# silkscreen transfers "is there a sheet that melts down on over the print



## joann (Jul 8, 2008)

I've been doing silkscreen heat transfers with a heat press for years. Customer's are asking me if I can use this "special paper" that melts over the print, so it NEVER will fade. Supposedly there are people who set up at the Mall and Fair who charge $5. dollars more to do this to the print after its been press into the shirt" I have called "X-it", "wild side" etc. all my companies and they don't know what it is either. Its not the Teflon sheet, i always use this.
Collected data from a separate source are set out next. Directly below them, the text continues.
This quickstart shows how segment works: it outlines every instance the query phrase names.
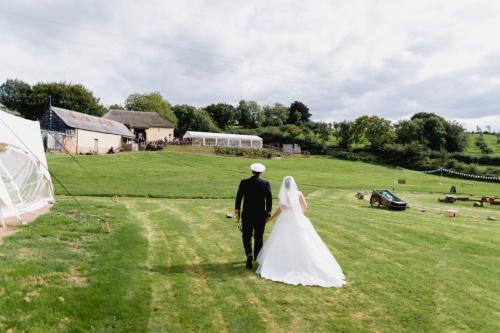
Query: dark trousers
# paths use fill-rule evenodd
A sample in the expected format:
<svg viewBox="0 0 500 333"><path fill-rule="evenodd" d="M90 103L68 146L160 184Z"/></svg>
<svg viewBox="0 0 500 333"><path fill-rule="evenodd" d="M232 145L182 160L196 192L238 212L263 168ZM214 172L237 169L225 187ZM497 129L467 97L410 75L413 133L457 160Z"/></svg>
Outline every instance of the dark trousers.
<svg viewBox="0 0 500 333"><path fill-rule="evenodd" d="M247 256L252 255L252 235L254 238L253 253L254 258L259 255L260 249L264 242L264 229L266 227L266 221L248 221L243 220L241 223L243 246L245 247L245 254Z"/></svg>

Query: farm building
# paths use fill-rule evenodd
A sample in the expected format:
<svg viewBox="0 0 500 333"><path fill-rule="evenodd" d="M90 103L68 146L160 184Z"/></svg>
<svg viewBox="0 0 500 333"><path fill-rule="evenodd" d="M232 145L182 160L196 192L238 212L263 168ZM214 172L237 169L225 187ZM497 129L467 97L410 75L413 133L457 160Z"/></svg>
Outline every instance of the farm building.
<svg viewBox="0 0 500 333"><path fill-rule="evenodd" d="M134 138L122 123L54 106L44 113L40 127L47 150L73 154L103 154Z"/></svg>
<svg viewBox="0 0 500 333"><path fill-rule="evenodd" d="M218 146L239 148L262 148L262 138L256 135L208 133L187 131L184 139L191 140L193 146Z"/></svg>
<svg viewBox="0 0 500 333"><path fill-rule="evenodd" d="M124 124L139 142L174 139L174 125L156 112L109 110L103 118Z"/></svg>

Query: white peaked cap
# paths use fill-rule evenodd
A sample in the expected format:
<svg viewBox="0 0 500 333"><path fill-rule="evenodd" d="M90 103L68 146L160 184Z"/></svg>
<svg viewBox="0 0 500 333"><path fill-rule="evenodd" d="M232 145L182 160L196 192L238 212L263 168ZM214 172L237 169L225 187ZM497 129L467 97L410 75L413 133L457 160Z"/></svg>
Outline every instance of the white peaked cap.
<svg viewBox="0 0 500 333"><path fill-rule="evenodd" d="M253 171L253 172L264 172L266 171L266 167L264 166L264 164L261 164L261 163L254 163L250 166L250 169Z"/></svg>

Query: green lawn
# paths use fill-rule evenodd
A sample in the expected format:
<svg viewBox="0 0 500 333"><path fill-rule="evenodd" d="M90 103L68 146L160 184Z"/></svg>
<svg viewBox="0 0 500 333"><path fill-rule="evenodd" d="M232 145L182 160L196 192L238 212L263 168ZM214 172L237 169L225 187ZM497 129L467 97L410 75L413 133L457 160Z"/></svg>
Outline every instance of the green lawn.
<svg viewBox="0 0 500 333"><path fill-rule="evenodd" d="M476 139L479 134L468 134L467 135L467 147L465 148L465 152L469 154L477 154L481 155L481 151L476 146ZM484 134L484 141L493 149L493 155L500 155L500 143L497 143L497 136L493 134Z"/></svg>
<svg viewBox="0 0 500 333"><path fill-rule="evenodd" d="M344 269L348 284L327 289L244 268L241 236L225 214L252 160L175 152L77 158L89 174L65 155L49 156L49 165L81 206L56 186L53 212L0 246L0 330L500 330L500 207L437 202L451 184L500 195L498 183L325 157L264 161L274 191L283 176L296 177L308 216ZM395 185L396 177L408 185ZM394 186L412 209L374 209L354 198ZM461 216L445 217L450 207ZM110 234L99 217L110 219Z"/></svg>
<svg viewBox="0 0 500 333"><path fill-rule="evenodd" d="M77 163L66 155L49 155L49 165L70 192L86 196L157 198L233 198L239 180L248 177L253 160L180 152L122 153L78 156ZM330 157L261 160L268 170L265 177L279 189L284 176L295 176L304 193L318 188L350 189L393 188L406 191L447 192L451 185L459 191L500 194L499 184L441 178L421 173ZM397 186L397 178L407 185ZM465 187L462 184L466 183ZM54 182L58 194L64 190Z"/></svg>

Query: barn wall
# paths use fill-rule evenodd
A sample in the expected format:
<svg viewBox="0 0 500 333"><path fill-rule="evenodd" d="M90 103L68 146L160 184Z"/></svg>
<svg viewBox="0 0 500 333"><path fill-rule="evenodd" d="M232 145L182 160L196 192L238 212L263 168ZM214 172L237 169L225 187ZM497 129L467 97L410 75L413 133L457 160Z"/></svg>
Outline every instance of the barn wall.
<svg viewBox="0 0 500 333"><path fill-rule="evenodd" d="M167 138L168 140L173 140L173 138L174 138L174 129L173 128L152 127L152 128L146 129L146 140L147 141L164 140L165 138Z"/></svg>
<svg viewBox="0 0 500 333"><path fill-rule="evenodd" d="M40 128L46 131L53 131L65 133L69 127L66 126L64 121L55 113L46 111L42 118L40 118Z"/></svg>
<svg viewBox="0 0 500 333"><path fill-rule="evenodd" d="M95 139L98 140L98 154L105 154L109 148L121 148L122 137L116 134L107 134L78 129L76 131L76 144L78 153L96 153Z"/></svg>

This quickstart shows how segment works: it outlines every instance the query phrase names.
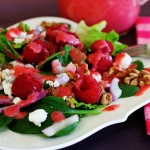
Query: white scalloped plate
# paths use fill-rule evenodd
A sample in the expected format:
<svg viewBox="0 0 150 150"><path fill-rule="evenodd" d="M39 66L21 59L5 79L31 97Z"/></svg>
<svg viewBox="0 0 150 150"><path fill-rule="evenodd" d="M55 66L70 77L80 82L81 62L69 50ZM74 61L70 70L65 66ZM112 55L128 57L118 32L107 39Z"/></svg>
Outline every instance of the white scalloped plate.
<svg viewBox="0 0 150 150"><path fill-rule="evenodd" d="M75 29L76 23L67 19L58 17L39 17L25 20L32 28L35 28L42 21L55 21L70 23ZM138 58L139 59L139 58ZM142 59L145 67L150 67L149 59ZM59 138L44 138L39 135L23 135L14 133L8 129L0 131L0 149L3 150L53 150L73 145L95 132L116 124L126 121L127 117L150 102L150 90L147 90L142 96L133 96L123 98L112 103L118 104L119 107L113 111L105 111L100 115L84 117L78 127L70 134Z"/></svg>

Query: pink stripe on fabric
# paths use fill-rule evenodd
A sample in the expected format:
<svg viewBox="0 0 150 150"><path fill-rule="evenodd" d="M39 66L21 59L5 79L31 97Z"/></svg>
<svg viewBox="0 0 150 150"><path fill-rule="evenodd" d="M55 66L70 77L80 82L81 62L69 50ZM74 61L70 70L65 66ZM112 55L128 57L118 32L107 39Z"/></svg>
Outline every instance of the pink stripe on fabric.
<svg viewBox="0 0 150 150"><path fill-rule="evenodd" d="M137 38L137 44L148 44L150 43L150 38Z"/></svg>
<svg viewBox="0 0 150 150"><path fill-rule="evenodd" d="M137 44L150 43L150 17L140 17L136 22ZM144 106L147 134L150 135L150 103Z"/></svg>
<svg viewBox="0 0 150 150"><path fill-rule="evenodd" d="M137 31L137 36L140 38L150 38L150 30L149 31Z"/></svg>
<svg viewBox="0 0 150 150"><path fill-rule="evenodd" d="M136 25L137 31L150 31L150 23L141 23Z"/></svg>
<svg viewBox="0 0 150 150"><path fill-rule="evenodd" d="M150 17L140 17L137 19L136 24L139 23L150 23Z"/></svg>

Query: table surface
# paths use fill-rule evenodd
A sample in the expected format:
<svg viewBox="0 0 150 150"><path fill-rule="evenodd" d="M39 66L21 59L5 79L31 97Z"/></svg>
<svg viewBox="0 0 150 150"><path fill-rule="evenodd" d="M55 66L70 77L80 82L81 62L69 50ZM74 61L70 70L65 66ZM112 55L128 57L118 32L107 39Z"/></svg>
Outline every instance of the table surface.
<svg viewBox="0 0 150 150"><path fill-rule="evenodd" d="M150 2L142 6L141 16L150 16ZM24 19L39 16L59 16L56 0L0 0L0 27L8 27ZM135 29L121 41L136 43ZM104 128L89 138L63 150L149 150L150 136L146 134L143 108L131 114L127 121Z"/></svg>

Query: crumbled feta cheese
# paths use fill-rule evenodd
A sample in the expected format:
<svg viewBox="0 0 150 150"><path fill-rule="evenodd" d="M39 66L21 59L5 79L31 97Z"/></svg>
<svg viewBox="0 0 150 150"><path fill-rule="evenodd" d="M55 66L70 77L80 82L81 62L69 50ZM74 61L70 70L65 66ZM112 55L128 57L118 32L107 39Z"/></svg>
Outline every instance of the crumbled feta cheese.
<svg viewBox="0 0 150 150"><path fill-rule="evenodd" d="M26 38L27 37L27 32L21 32L20 35L18 36L19 38Z"/></svg>
<svg viewBox="0 0 150 150"><path fill-rule="evenodd" d="M14 70L5 69L2 71L2 80L12 83L14 81L14 76L12 75Z"/></svg>
<svg viewBox="0 0 150 150"><path fill-rule="evenodd" d="M19 103L19 102L21 102L22 100L19 98L19 97L15 97L14 99L13 99L13 103L14 104L17 104L17 103Z"/></svg>
<svg viewBox="0 0 150 150"><path fill-rule="evenodd" d="M33 36L34 36L34 34L28 34L28 35L27 35L27 39L30 40L30 39L33 38Z"/></svg>
<svg viewBox="0 0 150 150"><path fill-rule="evenodd" d="M63 96L63 100L66 100L67 96Z"/></svg>
<svg viewBox="0 0 150 150"><path fill-rule="evenodd" d="M97 81L100 82L102 79L102 76L100 74L92 74L92 77Z"/></svg>
<svg viewBox="0 0 150 150"><path fill-rule="evenodd" d="M54 81L54 87L59 87L59 82L57 80Z"/></svg>
<svg viewBox="0 0 150 150"><path fill-rule="evenodd" d="M25 64L25 67L28 67L28 68L34 68L34 66L31 65L31 64Z"/></svg>
<svg viewBox="0 0 150 150"><path fill-rule="evenodd" d="M120 66L123 69L127 69L131 65L131 62L132 62L132 58L130 57L130 55L128 55L127 53L125 53L125 56L120 61Z"/></svg>
<svg viewBox="0 0 150 150"><path fill-rule="evenodd" d="M51 80L47 80L46 84L48 84L49 86L53 87L54 86L54 82Z"/></svg>
<svg viewBox="0 0 150 150"><path fill-rule="evenodd" d="M2 81L2 86L3 86L3 89L4 89L4 93L6 95L8 95L9 97L12 98L12 84L10 82L7 82L6 80Z"/></svg>
<svg viewBox="0 0 150 150"><path fill-rule="evenodd" d="M41 126L41 123L44 122L47 118L47 112L44 109L37 109L29 113L29 121L33 122L36 126Z"/></svg>
<svg viewBox="0 0 150 150"><path fill-rule="evenodd" d="M23 41L24 41L23 38L15 38L15 39L14 39L14 43L15 43L15 44L20 44L20 43L22 43Z"/></svg>
<svg viewBox="0 0 150 150"><path fill-rule="evenodd" d="M17 66L17 65L23 65L23 63L20 63L20 62L15 61L15 60L11 61L10 64L12 64L14 67Z"/></svg>

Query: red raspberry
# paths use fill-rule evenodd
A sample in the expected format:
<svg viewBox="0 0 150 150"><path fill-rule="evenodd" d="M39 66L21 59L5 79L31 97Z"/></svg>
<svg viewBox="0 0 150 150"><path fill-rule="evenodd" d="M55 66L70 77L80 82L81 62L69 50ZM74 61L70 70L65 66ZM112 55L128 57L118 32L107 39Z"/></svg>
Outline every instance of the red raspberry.
<svg viewBox="0 0 150 150"><path fill-rule="evenodd" d="M53 111L51 118L54 122L59 122L65 119L65 115L61 111Z"/></svg>
<svg viewBox="0 0 150 150"><path fill-rule="evenodd" d="M85 53L83 53L81 50L76 49L76 48L73 48L70 51L70 57L71 57L72 62L78 65L80 65L80 63L86 59Z"/></svg>
<svg viewBox="0 0 150 150"><path fill-rule="evenodd" d="M49 57L46 44L41 40L36 40L27 44L23 50L24 61L31 64L38 64Z"/></svg>
<svg viewBox="0 0 150 150"><path fill-rule="evenodd" d="M99 101L101 88L92 76L84 75L75 82L73 92L79 101L94 104Z"/></svg>
<svg viewBox="0 0 150 150"><path fill-rule="evenodd" d="M46 39L49 39L49 35L51 34L51 31L53 31L53 30L61 30L61 31L68 32L69 28L68 28L68 25L65 24L65 23L63 23L63 24L54 24L46 30Z"/></svg>
<svg viewBox="0 0 150 150"><path fill-rule="evenodd" d="M97 40L91 46L92 52L102 51L103 53L111 54L114 51L113 45L109 41Z"/></svg>
<svg viewBox="0 0 150 150"><path fill-rule="evenodd" d="M78 36L72 32L52 30L48 35L48 41L53 42L54 44L59 44L59 46L62 47L66 44L69 44L76 48L84 49L84 46L80 42Z"/></svg>
<svg viewBox="0 0 150 150"><path fill-rule="evenodd" d="M21 99L27 99L33 92L40 92L41 90L42 83L33 78L29 73L18 75L12 85L13 95Z"/></svg>
<svg viewBox="0 0 150 150"><path fill-rule="evenodd" d="M102 57L97 64L96 70L100 73L108 71L108 69L112 66L112 59L110 56L108 57Z"/></svg>
<svg viewBox="0 0 150 150"><path fill-rule="evenodd" d="M92 70L103 73L112 66L112 57L108 54L103 54L101 51L96 51L88 55L88 62L92 65Z"/></svg>

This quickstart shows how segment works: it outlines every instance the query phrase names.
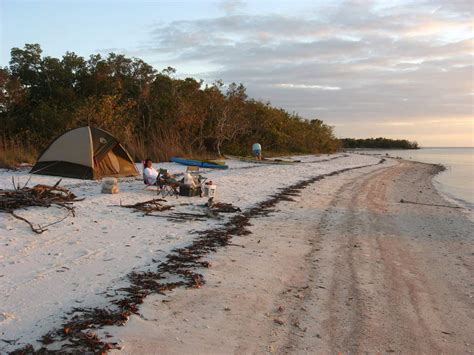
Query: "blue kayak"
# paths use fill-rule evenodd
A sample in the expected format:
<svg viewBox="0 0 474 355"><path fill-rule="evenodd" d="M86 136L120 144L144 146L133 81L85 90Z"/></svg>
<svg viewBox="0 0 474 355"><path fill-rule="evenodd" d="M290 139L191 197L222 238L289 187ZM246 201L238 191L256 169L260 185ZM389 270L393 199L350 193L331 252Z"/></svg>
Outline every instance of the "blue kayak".
<svg viewBox="0 0 474 355"><path fill-rule="evenodd" d="M227 165L224 164L216 164L216 163L211 163L208 161L202 161L202 160L193 160L193 159L185 159L185 158L179 158L179 157L172 157L170 159L173 163L178 163L178 164L183 164L183 165L188 165L188 166L199 166L200 168L208 168L208 169L229 169Z"/></svg>

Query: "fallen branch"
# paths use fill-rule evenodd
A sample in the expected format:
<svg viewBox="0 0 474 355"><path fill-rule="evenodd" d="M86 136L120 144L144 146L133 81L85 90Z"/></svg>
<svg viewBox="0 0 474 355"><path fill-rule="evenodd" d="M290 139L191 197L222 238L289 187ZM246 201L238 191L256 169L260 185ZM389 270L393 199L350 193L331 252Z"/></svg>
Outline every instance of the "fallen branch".
<svg viewBox="0 0 474 355"><path fill-rule="evenodd" d="M16 219L19 219L20 221L23 221L23 222L27 223L27 224L30 226L31 230L32 230L33 232L35 232L36 234L41 234L41 233L43 233L43 232L45 231L45 229L41 228L40 225L38 225L38 228L36 228L36 227L33 225L33 223L31 223L30 221L28 221L26 218L21 217L21 216L15 214L15 212L10 211L9 213L10 213L13 217L15 217Z"/></svg>
<svg viewBox="0 0 474 355"><path fill-rule="evenodd" d="M144 212L144 216L147 216L152 212L162 212L173 208L173 206L162 205L160 202L166 202L166 200L155 198L153 200L138 202L132 205L123 205L122 201L120 201L120 207L133 208L135 209L135 212Z"/></svg>
<svg viewBox="0 0 474 355"><path fill-rule="evenodd" d="M82 201L78 199L76 195L70 192L64 187L59 187L61 180L58 180L53 186L48 185L36 185L34 187L27 187L26 184L21 187L20 182L12 177L13 190L0 190L0 212L9 213L14 218L27 223L31 230L37 234L45 232L47 227L64 221L69 215L75 216L73 202ZM23 209L27 207L51 207L57 206L68 210L68 214L58 221L49 223L45 226L38 224L37 227L27 220L25 217L19 216L15 213L15 210Z"/></svg>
My prints stay on very well, but my customers are told this "sealant sheet they melt on" will never fade the print!! Any help out there on what this is??


----------



## proworlded (Oct 3, 2006)

Been in the transfer business for over 42 years and have never heard of it either.


----------



## joann (Jul 8, 2008)

Thank you, I been in business for 25yrs and i haven't heard of it either. I think by charging extra $5. their just ripping these customers off. I buy from you also Pro World...great company.


----------



## splathead (Dec 4, 2005)

If it's in the mall, they are probably using inkjet transfers, not plastisol.


----------



## sben763 (May 17, 2009)

Or sublimation which won't fade. For ink jet transfers there was a sheet supose to seal but never tried it and I thought they quit selling it. Thought of it as BS as there was already a polymer


----------